Most hash table implementations guarantee O(1) average case but O(n) maximum case for lookup (where 'n' is the number of keys in the table). But Cuckoo Hashing is described as O(1) maximum. Apparently it achieves this by using two hash functions, and if it gets a collision with one, it uses the alternative one. If it gets collisions with both, it first tries to shuffle items around to make space, but if there are three keys that all hash to the same value with both hash functions, this will fail.
As I understand it, the next approach is to change the hash functions.
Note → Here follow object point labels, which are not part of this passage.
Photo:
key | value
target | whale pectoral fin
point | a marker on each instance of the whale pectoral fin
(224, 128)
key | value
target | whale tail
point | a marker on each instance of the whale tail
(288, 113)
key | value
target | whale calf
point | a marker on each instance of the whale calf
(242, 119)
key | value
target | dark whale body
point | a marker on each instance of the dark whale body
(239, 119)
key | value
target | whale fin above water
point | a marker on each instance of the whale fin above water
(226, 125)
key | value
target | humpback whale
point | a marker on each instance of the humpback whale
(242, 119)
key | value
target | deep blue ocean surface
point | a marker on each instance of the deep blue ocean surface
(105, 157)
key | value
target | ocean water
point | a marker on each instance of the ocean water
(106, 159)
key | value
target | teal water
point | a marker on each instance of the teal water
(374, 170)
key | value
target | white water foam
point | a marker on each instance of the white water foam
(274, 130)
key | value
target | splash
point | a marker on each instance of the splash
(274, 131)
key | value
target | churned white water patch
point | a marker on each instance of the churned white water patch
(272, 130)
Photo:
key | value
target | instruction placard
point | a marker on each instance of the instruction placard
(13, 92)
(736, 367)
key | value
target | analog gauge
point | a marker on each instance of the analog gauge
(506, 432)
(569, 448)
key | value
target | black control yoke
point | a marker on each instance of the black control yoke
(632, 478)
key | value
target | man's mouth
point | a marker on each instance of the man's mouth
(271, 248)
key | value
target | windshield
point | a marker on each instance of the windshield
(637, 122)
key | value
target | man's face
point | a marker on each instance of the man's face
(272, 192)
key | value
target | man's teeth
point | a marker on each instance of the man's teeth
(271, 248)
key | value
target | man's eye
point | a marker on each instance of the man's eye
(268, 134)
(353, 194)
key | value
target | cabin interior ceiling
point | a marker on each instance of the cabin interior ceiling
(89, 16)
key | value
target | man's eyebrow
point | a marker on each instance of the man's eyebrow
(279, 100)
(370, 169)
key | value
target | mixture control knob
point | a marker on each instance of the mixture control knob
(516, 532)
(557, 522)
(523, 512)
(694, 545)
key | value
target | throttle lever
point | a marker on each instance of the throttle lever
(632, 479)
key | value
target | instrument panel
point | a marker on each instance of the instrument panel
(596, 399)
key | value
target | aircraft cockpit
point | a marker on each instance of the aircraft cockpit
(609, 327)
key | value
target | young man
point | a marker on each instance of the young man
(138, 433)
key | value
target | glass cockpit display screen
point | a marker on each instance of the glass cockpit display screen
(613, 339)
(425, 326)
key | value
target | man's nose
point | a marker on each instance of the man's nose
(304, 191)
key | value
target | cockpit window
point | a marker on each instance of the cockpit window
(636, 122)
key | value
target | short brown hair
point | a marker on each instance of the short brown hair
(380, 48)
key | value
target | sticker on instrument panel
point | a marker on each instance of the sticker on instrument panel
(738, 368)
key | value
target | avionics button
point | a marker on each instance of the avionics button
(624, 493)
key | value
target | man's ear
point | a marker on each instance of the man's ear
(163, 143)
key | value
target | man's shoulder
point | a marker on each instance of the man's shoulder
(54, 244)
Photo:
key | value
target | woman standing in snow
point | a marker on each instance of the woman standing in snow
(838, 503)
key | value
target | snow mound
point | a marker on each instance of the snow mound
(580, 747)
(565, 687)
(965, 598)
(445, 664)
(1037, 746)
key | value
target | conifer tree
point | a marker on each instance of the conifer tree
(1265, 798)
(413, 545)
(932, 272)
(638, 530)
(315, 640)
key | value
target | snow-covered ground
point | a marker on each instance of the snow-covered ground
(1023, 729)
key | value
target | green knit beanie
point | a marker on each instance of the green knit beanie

In a type-generic implementation (e.g. this Haskell implementation) the obvious way to do this is to provide an interface that allows a family of hash functions to provided, in this case the
Hashable typeclass, which contains a function
hashWithSalt :: Int -> a -> Int (where
a is the type being hashed). However, this only provides a single
Int parameter and a single
Int output, which is 32-bits * 2 = 64 bits of possible hash and salt, therefore with any values containing more data than 65 bits there will still be potential items which always collide. In a theoretical worst case (e.g. as generated using this code which certainly seems to show O(1) lookup times at least for n <= 50 -- above that, insertion time becomes problematically large for some reason) there could be 'n' items that all collide with all potential hashing functions.
How, therefore, is it possible that the maximum complexity of lookup is O(1)? Is there some implementation trick I haven't grasped that avoids this problem?